PMC I/O Pinout and Capability Matrix

Understanding the exact electrical limits of the PMC prevents catastrophic field failures. Refer to the matrix below when designing your control panels.

Interface Channels Voltage / Range Max Current / Limit Isolation
Digital Inputs 8 (DI0-DI7) 24V DC (Logic 1 > 10V) 15 mA max per pin Optocoupled (Internal)
Digital Outputs 10 (DO0-DO9) 24V DC Sourcing 2A per ch / 10A total High-side switch IC
Analog Inputs 3 (AI0-AI2) 0-10V or 4-20mA 12-bit ADC (4096 steps) Shared GND (No Galvanic)
Thermocouple 3 (TC0-TC2) Type K / J / PT100 Max 400°C (Type K) Galvanic via SPI ISO
RS-485 / CAN 1 Shared Port Up to 1 Mbps 120-ohm term. jumper Galvanic Isolation (2.5kV)

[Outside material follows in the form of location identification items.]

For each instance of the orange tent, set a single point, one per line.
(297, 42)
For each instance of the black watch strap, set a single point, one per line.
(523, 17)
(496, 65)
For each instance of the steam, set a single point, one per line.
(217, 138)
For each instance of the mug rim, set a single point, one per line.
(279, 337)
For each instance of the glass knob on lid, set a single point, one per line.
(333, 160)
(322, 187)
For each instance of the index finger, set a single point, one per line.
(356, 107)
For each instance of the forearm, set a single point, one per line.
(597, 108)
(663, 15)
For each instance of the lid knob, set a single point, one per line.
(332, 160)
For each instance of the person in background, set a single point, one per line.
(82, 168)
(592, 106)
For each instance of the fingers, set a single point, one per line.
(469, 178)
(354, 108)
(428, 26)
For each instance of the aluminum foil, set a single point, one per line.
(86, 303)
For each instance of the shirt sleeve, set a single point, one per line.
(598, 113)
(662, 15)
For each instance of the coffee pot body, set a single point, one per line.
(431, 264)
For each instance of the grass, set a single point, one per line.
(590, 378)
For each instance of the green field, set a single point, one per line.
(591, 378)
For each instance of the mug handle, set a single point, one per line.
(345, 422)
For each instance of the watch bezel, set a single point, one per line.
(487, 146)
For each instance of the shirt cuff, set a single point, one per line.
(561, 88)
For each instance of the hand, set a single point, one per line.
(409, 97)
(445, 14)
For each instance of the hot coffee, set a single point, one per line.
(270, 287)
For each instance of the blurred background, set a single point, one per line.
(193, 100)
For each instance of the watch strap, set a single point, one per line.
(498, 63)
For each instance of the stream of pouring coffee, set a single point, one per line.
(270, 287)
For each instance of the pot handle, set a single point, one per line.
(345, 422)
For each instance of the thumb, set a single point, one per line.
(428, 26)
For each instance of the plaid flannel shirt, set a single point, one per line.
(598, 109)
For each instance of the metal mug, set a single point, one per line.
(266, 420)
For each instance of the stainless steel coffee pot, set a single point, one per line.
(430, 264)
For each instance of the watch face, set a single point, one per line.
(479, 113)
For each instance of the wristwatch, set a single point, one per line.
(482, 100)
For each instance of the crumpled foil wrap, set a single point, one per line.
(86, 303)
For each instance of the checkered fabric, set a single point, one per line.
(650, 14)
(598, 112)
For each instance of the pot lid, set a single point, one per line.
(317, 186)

Troubleshooting Edge Cases and Failure Modes

Deploying the STM32H747XI-based PMC in noisy industrial environments introduces specific failure modes that do not occur on a lab bench.

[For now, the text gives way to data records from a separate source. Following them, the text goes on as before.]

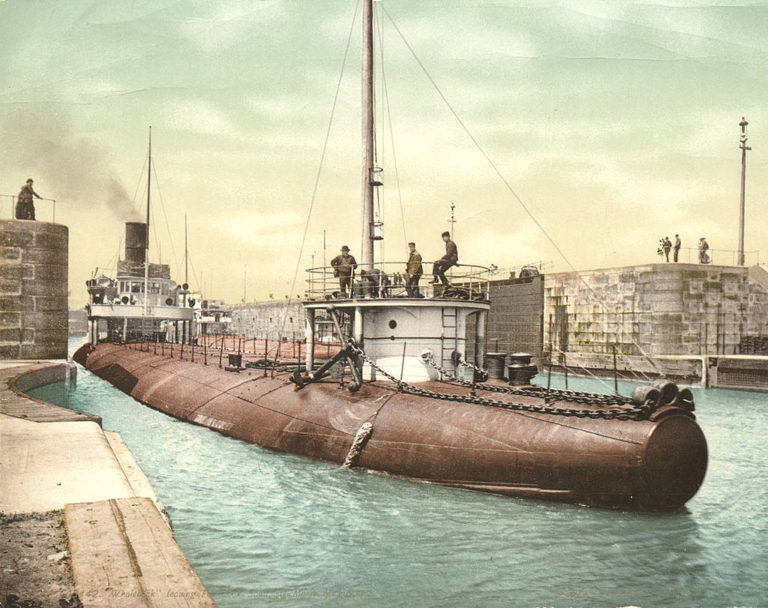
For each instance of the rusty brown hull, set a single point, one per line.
(655, 464)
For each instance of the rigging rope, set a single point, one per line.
(392, 137)
(165, 216)
(507, 184)
(320, 168)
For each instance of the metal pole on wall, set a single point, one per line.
(743, 145)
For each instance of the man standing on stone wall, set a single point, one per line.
(343, 268)
(25, 207)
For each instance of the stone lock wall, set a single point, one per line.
(656, 309)
(33, 290)
(515, 318)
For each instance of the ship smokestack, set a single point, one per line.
(135, 244)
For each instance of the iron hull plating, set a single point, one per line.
(655, 464)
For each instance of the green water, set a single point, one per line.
(268, 529)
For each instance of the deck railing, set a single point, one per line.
(389, 280)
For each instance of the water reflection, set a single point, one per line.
(263, 528)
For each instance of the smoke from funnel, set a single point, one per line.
(42, 145)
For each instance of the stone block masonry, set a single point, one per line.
(656, 309)
(33, 290)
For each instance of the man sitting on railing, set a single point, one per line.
(444, 263)
(25, 207)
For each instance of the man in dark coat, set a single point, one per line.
(343, 267)
(414, 270)
(444, 263)
(25, 206)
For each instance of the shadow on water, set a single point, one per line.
(265, 528)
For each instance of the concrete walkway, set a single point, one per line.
(122, 550)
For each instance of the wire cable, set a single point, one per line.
(496, 170)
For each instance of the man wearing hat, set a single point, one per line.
(444, 263)
(343, 267)
(25, 207)
(414, 270)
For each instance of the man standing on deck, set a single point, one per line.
(444, 263)
(414, 270)
(343, 267)
(25, 207)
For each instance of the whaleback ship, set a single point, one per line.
(400, 397)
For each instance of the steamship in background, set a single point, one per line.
(141, 303)
(409, 409)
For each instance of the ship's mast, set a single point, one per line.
(146, 239)
(366, 249)
(743, 145)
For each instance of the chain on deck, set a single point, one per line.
(636, 412)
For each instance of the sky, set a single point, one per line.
(573, 133)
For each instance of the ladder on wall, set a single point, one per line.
(449, 342)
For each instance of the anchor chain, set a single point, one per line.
(537, 391)
(639, 412)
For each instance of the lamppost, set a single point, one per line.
(743, 145)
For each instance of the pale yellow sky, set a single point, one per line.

1. Floating Analog Inputs and Noise

If an analog input channel (e.g., AI1) is left unconnected while reading AI0, the internal ADC multiplexer can experience charge injection, causing phantom voltage readings on AI0. Solution: Always terminate unused analog input terminals to GND using a short jumper wire, or configure the software to ignore and bypass reading those specific channels in the Mux sequence.

2. Ground Loops on 4-20mA

Because the PMC's analog inputs are not galvanically isolated from the main 24V DC ground, connecting a sensor powered by a separate, distant 24V supply can create a ground loop. This manifests as a 50/60Hz hum or a static offset in your 4-20mA reading. Solution: Use a single, centralized 24V power supply for both the PMC and the 2-wire loop sensors. If distant power is mandatory, insert a 4-20mA galvanic isolator module between the sensor and the PMC AI terminal.

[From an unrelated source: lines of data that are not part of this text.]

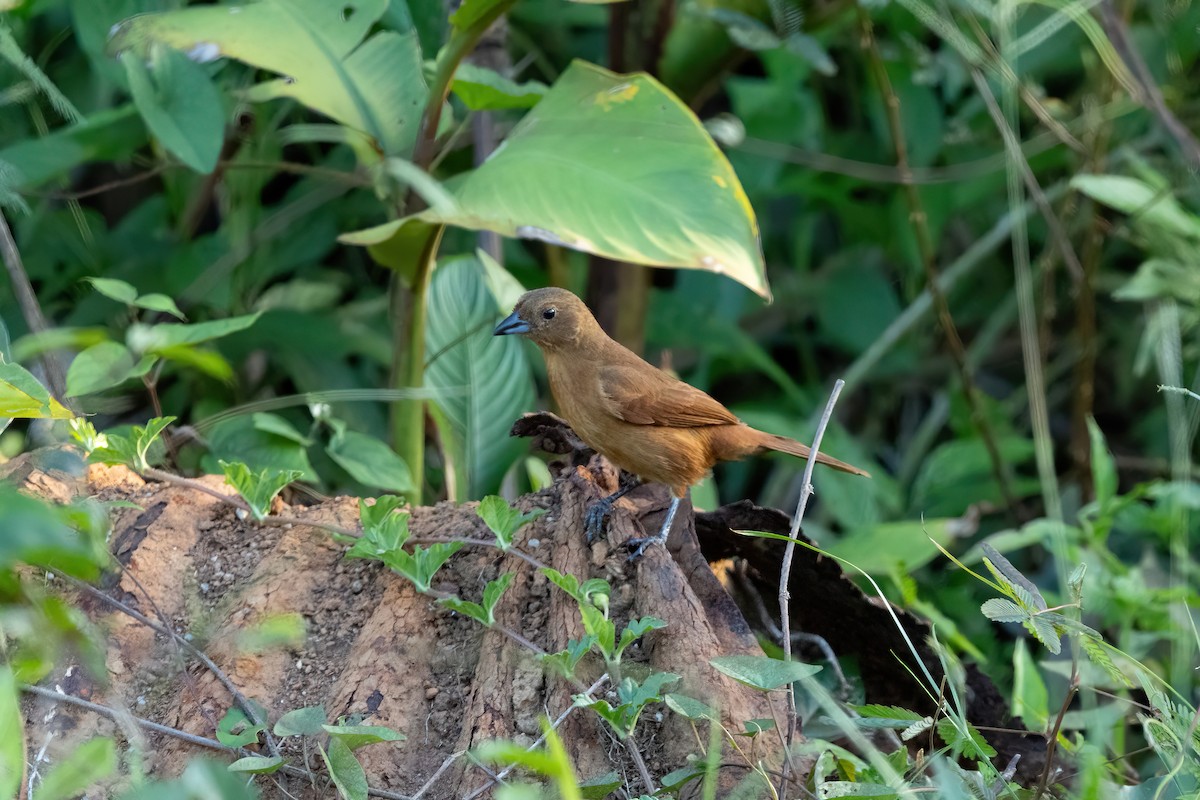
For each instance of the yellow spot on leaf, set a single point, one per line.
(621, 94)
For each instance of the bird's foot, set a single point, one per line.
(598, 512)
(594, 518)
(637, 546)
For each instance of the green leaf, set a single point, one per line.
(345, 769)
(179, 103)
(690, 708)
(763, 672)
(634, 176)
(503, 519)
(106, 136)
(258, 488)
(906, 545)
(119, 290)
(1153, 208)
(370, 462)
(359, 735)
(203, 780)
(481, 89)
(301, 722)
(89, 763)
(235, 729)
(484, 382)
(257, 764)
(12, 744)
(150, 338)
(1031, 701)
(160, 302)
(23, 396)
(287, 630)
(101, 366)
(492, 593)
(375, 85)
(239, 438)
(999, 609)
(36, 533)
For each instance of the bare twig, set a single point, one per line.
(1152, 97)
(785, 572)
(162, 630)
(175, 733)
(31, 310)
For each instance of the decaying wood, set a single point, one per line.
(379, 651)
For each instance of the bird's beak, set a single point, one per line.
(511, 324)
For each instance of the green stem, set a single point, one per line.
(408, 422)
(408, 431)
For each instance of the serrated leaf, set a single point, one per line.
(1043, 630)
(180, 104)
(301, 722)
(360, 735)
(763, 672)
(345, 769)
(999, 609)
(257, 764)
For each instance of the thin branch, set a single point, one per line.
(1152, 97)
(55, 373)
(162, 630)
(786, 571)
(600, 681)
(175, 733)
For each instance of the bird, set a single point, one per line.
(643, 420)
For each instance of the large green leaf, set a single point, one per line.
(180, 104)
(23, 396)
(616, 166)
(376, 86)
(493, 370)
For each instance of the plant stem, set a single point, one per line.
(408, 431)
(785, 596)
(408, 422)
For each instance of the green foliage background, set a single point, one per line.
(1048, 184)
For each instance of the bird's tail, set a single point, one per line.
(793, 447)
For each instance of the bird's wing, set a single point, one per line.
(648, 396)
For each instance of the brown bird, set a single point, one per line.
(645, 421)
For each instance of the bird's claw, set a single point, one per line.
(594, 518)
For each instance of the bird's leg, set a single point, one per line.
(639, 545)
(594, 517)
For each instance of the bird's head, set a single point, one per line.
(551, 317)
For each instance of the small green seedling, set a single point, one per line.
(258, 488)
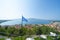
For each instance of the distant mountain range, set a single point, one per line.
(30, 21)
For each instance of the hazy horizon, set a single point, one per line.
(40, 9)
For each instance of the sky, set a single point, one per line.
(40, 9)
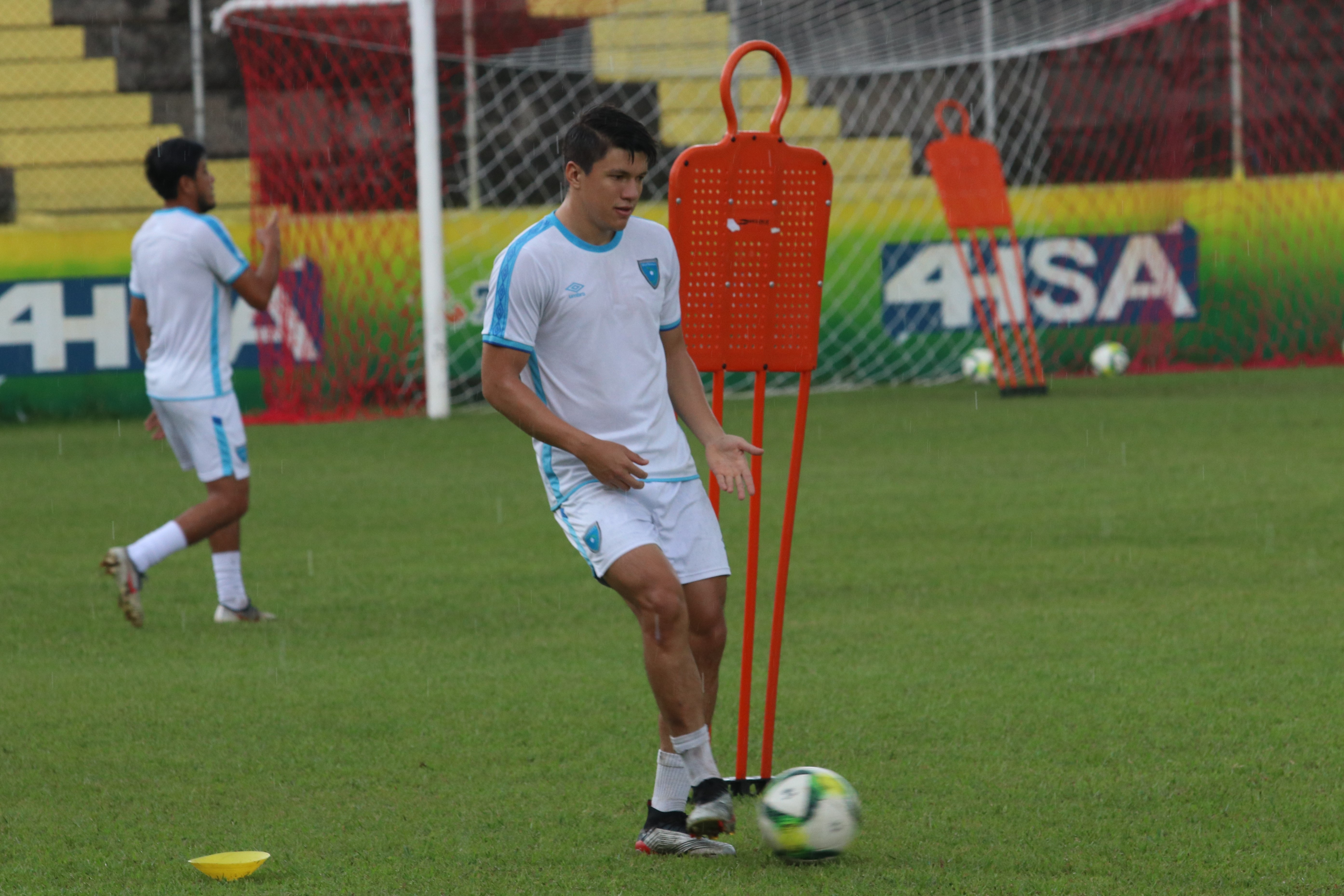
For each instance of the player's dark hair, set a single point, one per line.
(601, 128)
(170, 162)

3. Watchdog Timer (WDT) Resets

In mission-critical deployments, a hung I2C bus (which the PMC uses to talk to its I/O expanders) can freeze the main loop. The Mbed OS core includes a hardware watchdog. Implement the mbed::Watchdog class in your sketch to automatically hard-reset the Cortex-M7 core if the loop stalls for more than 2 seconds, ensuring the factory line doesn't halt due to a transient EMI spike.

Conclusion

The Arduino Portenta Machine Control eliminates the need for bulky, proprietary PLC hardware in mid-tier automation tasks. By respecting its electrical boundaries—specifically the high-side nature of its digital outputs and the jumper-dependent 4-20mA configurations—you can deploy robust, C++-driven edge control systems that rival traditional ladder-logic controllers in both speed and flexibility.